While you’re pregnant, your body and brain are getting 15 to 40% more progesterone and estrogen than in a normal state. That’s a big difference, in a relatively short period of time! Hormones affect many things in your body, including neurons in your brain, so it’s inevitable that a rush of certain hormones will have an impact.

When you’re giving birth, your body floods with oxytocin, which helps the uterus to contract and is involved in the production of milk. We can all agree that these are essential for birthing! But they also have an impact on the brain’s circuitry.

A shift in priorities

In addition to the physical impact of hormones, there is the fact that as a new parent, your priorities are likely to have changed for the foreseeable future. You might have been a news junkie in the past, but for a little while anyway, your focus shifts more to the thoughts and actions that will keep baby thriving.

This doesn’t mean that you will become one of those moms who can’t talk about anything other than her baby! But there is some evolutionary biology at work here, ensuring that mothers focus on baby and not on other things, at least for a little while!

Primary impacts of baby brain

Really, it’s short term memory that is most affected. You will feel like you’ve forgotten to do something or you’ll go into a room to get something but can’t remember what. That’s because of the change in focus. Your brain is telling you to reduce complications in your life by focusing in on the things that matter most!

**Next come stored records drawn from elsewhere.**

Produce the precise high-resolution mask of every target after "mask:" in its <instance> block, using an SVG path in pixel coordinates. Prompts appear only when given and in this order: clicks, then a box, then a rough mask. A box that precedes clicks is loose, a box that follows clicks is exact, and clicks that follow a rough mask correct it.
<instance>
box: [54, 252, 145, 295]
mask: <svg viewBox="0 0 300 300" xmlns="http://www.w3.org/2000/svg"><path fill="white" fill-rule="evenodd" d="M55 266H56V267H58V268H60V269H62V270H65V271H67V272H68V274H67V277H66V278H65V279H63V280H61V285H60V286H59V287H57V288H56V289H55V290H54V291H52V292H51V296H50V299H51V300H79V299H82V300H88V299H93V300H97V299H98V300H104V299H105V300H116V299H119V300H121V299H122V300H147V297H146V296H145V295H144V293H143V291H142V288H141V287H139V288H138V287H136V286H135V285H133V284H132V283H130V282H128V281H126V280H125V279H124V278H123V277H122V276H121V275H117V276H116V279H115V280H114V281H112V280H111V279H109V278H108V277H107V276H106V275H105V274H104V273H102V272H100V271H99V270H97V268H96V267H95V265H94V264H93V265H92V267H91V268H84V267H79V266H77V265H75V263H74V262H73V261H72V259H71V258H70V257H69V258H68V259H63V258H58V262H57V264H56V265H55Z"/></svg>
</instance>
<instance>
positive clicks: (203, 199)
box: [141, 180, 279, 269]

How can you deal with baby brain?

First off, understanding that it is not a permanent condition, nor is it a reflection on your abilities or intelligence is important.

Other tips?

1. Get in the habit of writing things down. Make lists on your phone or in your planner that you can refer to. If you know you’ve written things down, you’ll worry less about forgetting.

2. Try and get more sleep. This is a tough one for new parents, but you can give yourself of the gift of wellbeing by hiring a postpartum doula. While you rest and take a shower, you won’t need to worry that your baby is being well cared for, which will give your brain a rest too!